Inhaltsverzeichnis:
- Haarzopf und Kettwig mit ausreichenden Kapazitäten
- Katernberg und Südostviertel mit höchstem Fehlbedarf
- Ausbau mit Hindernissen durch Fachkräftemangel
- Unterstützung und neue Fördermittel für Eltern
Haarzopf und Kettwig mit ausreichenden Kapazitäten
In mehreren Stadtteilen sind aktuell mehr Kita-Plätze vorhanden als benötigt. Besonders in Haarzopf liegt die Versorgungsquote bei rund 106 Prozent. Auch Rüttenscheid und Kettwig melden derzeit keine Defizite. In den südlichen Stadtteilen wie Heisingen, Kupferdreh, Byfang, Überruhr-Hinsel und Burgaltendorf gibt es nur geringe Engpässe. Das bedeutet, dass viele Familien auch nach dem offiziellen Starttermin am 1. August gute Chancen auf einen Platz haben.
Die Stadt Essen rät zu mehr Flexibilität bei der Wahl des Stadtteils. Wer bereit ist, sein Kind in einer benachbarten Kita unterzubringen, hat bessere Chancen. Die zentrale Anlaufstelle Familienpunkt Essen unterstützt bei der Suche – telefonisch unter 0201 88-51777 oder per E-Mail an Diese E-Mail-Adresse ist vor Spambots geschützt! Zur Anzeige muss JavaScript eingeschaltet sein!.

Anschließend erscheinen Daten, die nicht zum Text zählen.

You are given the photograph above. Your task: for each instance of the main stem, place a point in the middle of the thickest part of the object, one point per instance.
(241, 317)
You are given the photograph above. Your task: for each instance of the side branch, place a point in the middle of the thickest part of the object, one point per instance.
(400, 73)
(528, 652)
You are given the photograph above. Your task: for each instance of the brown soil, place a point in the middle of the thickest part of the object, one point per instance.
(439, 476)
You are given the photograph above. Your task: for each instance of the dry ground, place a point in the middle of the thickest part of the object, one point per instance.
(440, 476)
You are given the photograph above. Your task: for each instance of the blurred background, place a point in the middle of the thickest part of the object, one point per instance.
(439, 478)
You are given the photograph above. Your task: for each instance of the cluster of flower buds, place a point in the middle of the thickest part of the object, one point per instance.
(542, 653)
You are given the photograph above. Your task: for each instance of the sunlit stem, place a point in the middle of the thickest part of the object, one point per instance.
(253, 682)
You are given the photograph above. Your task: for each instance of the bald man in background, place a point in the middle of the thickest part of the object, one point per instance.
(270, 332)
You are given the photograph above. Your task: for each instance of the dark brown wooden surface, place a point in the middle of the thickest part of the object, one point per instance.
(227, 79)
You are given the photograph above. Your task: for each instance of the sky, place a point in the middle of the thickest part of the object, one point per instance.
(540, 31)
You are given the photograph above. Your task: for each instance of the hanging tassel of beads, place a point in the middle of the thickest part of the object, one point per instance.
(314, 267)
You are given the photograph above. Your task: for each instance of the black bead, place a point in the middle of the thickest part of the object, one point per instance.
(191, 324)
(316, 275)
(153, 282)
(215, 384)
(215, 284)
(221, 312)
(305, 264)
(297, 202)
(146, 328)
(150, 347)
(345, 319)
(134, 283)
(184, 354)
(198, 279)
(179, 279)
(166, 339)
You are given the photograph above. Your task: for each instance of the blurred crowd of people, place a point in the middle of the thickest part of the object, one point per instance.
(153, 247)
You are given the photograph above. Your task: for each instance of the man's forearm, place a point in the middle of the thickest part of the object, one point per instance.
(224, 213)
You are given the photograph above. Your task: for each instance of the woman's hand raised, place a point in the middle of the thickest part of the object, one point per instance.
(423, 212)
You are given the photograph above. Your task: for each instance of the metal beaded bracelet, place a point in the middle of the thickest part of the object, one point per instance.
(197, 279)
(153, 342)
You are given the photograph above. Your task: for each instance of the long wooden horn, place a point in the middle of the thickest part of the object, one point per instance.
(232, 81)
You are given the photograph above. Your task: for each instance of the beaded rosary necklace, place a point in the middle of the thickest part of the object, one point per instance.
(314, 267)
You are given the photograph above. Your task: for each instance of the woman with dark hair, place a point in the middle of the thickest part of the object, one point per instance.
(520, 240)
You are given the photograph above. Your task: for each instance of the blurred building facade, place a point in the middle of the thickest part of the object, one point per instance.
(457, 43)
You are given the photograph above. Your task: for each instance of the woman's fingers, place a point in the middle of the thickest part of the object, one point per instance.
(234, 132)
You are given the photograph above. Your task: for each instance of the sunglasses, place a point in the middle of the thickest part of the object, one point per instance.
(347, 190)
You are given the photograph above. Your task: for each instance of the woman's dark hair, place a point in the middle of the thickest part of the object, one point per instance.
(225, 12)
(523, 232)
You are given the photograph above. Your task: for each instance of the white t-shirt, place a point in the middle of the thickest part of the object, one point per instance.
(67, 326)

Katernberg und Südostviertel mit höchstem Fehlbedarf
Besonders gravierend ist der Platzmangel in Katernberg, Altenessen-Süd und dem Südostviertel. Dort fehlen sowohl Betreuungsangebote für Kinder unter drei Jahren als auch für die Altersgruppe zwischen drei und sechs Jahren.
Die Zahlen im Überblick:
Kinder unter 3 Jahren – Fehlende Plätze:
- Katernberg – 92
- Altenessen-Süd – 85
- Südostviertel – 43
- Altendorf – 29
- Freisenbruch – 40
- Horst – 24
Kinder von 3 bis 6 Jahren – Fehlende Plätze:
- Katernberg – 250
- Südostviertel – 186
- Kray – 134
- Huttrop – 126
- Bedingrade – 141
- Bergeborbeck – 130
- Freisenbruch – 74
- Horst – 85
Insgesamt fehlen aktuell 829 Plätze für Kinder ab drei Jahren – in fast allen Stadtteilen.
Ausbau mit Hindernissen durch Fachkräftemangel
Im vergangenen Jahr hat die Stadt über 450 neue Kita-Plätze geschaffen. Damit steigt die Versorgungsquote bei unter Dreijährigen auf 44 Prozent. Das ursprüngliche Ziel von 40 Prozent wurde überschritten. Auch für Kinder im Alter von drei bis sechs Jahren nähert sich Essen dem 100-Prozent-Ziel – rechnerisch.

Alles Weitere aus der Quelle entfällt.